Je vérifie le pouls de Mac, il semble normal en dépit des blessures qu’elle a endurées. Je passe les doigts dans ses cheveux, doucement, pour ne pas rouvrir une plaie ou la faire saigner à nouveau. Quoi qu’il en soit, ça n’a pas l’air très profond. J’ai juste envie qu’elle se réveille enfin pour en être totalement sûr.
« Tenez, passez-lui ça sur la peau ou sur les piqûres, si elle a déjà été bouffée » dit Crash en me tendant un spray de Cinq sur Cinq. J’en mets un peu sur le bout de mes doigts avant d’en couvrir ses bras et son visage. Je tire un peu sur sa chemise pour protéger son cou et toute autre partie de peau qui pourrait être exposée. Je remarque que Crash regarde ailleurs pendant ce temps-là . Il y a quelque chose de bizarre chez ce gamin. Il suffit juste que je trouve de quoi il s’agit.

« Elle commence à être déshydratée » dis-je alors que j’essaie de l’installer plus confortablement. «Et il vaudrait mieux pour toi qu’elle ne tombe pas en syncope »

« Je pensais que vous saviez ce qu’il fallait faire » répond-il en regardant Mac une fois de plus.

« Ouais. Mais je ne peux pas faire grand chose en restant ici » Je profite d’être debout pour jeter un coup d’œil aux alentours. Je crois apercevoir une espèce de canoë en dessous du ponton, je l’entends qui tape contre les piliers de bois. C’est le seul moyen pour partir d’ici.

« Vous feriez mieux de vous en mettre » dit-il. A mon tour, je m’enduis du liquide huileux avant de lui rendre la bouteille .

Je me rassois, un peu plus près de Mac, mais il n’a pas l’air d’être pressé de me rattacher. Il a probablement compris que je n’irais nulle part sans Mac, et comme elle ne peut pas bouger… sur ce point là, il a raison.

« Alors Crash, où avez-vous grandi ? Vous êtes du coin ? » Après tout, autant parler de tout et de rien .

« En fait, je suis de Chokoloskee, j’ai grandi avec les marais » répond-il avec un petit sourire satisfait. Je prends ça pour un avertissement, il connaît bien mieux les environs que je le ne pourrai jamais.

« Et Andy ? ». J’aimerais en savoir plus sur type. Je ne pense pas qu’il soit l’un des responsables de tout ça, mais il pourrait me conduire à ce fameux Cappy.

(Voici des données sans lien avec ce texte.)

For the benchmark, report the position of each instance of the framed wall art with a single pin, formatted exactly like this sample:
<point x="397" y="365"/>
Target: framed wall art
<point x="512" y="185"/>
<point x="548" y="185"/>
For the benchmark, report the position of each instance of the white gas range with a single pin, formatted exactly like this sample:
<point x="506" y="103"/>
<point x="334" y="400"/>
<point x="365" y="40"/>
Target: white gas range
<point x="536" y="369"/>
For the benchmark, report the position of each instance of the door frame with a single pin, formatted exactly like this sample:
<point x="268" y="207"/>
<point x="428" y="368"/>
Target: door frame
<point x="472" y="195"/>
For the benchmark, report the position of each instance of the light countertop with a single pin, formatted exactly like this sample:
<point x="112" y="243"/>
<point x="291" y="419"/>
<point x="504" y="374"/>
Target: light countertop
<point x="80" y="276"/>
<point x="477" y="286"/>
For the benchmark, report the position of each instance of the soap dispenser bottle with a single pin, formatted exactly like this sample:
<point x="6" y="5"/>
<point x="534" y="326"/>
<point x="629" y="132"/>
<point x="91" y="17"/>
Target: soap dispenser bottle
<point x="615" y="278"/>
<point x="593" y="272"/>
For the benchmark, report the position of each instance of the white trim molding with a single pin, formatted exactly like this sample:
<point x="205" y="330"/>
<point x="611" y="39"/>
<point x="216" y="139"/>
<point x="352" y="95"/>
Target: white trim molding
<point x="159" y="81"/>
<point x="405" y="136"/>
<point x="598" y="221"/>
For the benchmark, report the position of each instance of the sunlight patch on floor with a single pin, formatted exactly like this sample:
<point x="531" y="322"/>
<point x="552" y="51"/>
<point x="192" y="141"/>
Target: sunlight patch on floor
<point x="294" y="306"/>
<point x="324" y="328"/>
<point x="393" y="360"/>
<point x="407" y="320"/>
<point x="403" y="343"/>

« Andy ? Il est de Homestead. Ou du moins, c’est là qu’il a grandi. J’crois pas qu’il ait jamais dit d’où il venait exactement.» Ceci dit, Crash retire une bouteille d’eau de son sac et en vide la moitié. « Vous en voulez ? »

Je prends la bouteille qu’il me tend et j’en avale quelques gorgées. Il désigne Mac, et j’essaie d’humidifier ses lèvres. Elle fait un léger mouvement, mais reste inconsciente. Bon sang Mac, Réveillez-vous.
Je lui redonne la bouteille, qu’il range immédiatement. La nuit est finalement tombée. La seule chose qui nous reste à faire, c’est de rester assis là, à nous regarder l’un l’autre sous la lumière blafarde de la Lune.